Kedua, dukungan sistem ekonomi Islam yang menyejahterakan. Negara wajib menjamin kesejahteraan setiap individu dan menjamin kebutuhan pokok secara optimal.  Negara juga harus menjamin pendidikan dan kesehatan yang dapat diakses secara gratis. Negara juga haruslah mengontrol setiap tayangan media yang dapat menyebabkan rusaknya generasi.  

Ketiga, supporting system berupa lingkungan sosial masyarakat yang islami. Negara menciptakan kehidupan masyarakat yang bersih dari kemaksiatan sehingga terwujud masyarakat yang terbiasa beramar makruf nahi mungkar, serta saling menolong dan menyayangi antarsesama.

Syariat Islam akan tampak jika diterapkan secara kaffah.

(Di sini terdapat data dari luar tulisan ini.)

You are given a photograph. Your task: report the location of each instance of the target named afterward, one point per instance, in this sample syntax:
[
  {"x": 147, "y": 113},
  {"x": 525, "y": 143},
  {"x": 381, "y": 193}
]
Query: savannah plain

Selama 13 abad sudah Islam memimpin peradaban dunia, telah banyak melahirkan tokoh-tokoh perempuan sebagai ibu tangguh, cerdas, dan mencetak generasi saleh/salihah. Apakah kita mau mengadopsi sistem pendidikan Islam yang sudah terbukti keberhasilannya atau mengadopsi sistem kapitalisme sekuler yang terbukti kerusakan dan kegagalannya membangun generasi?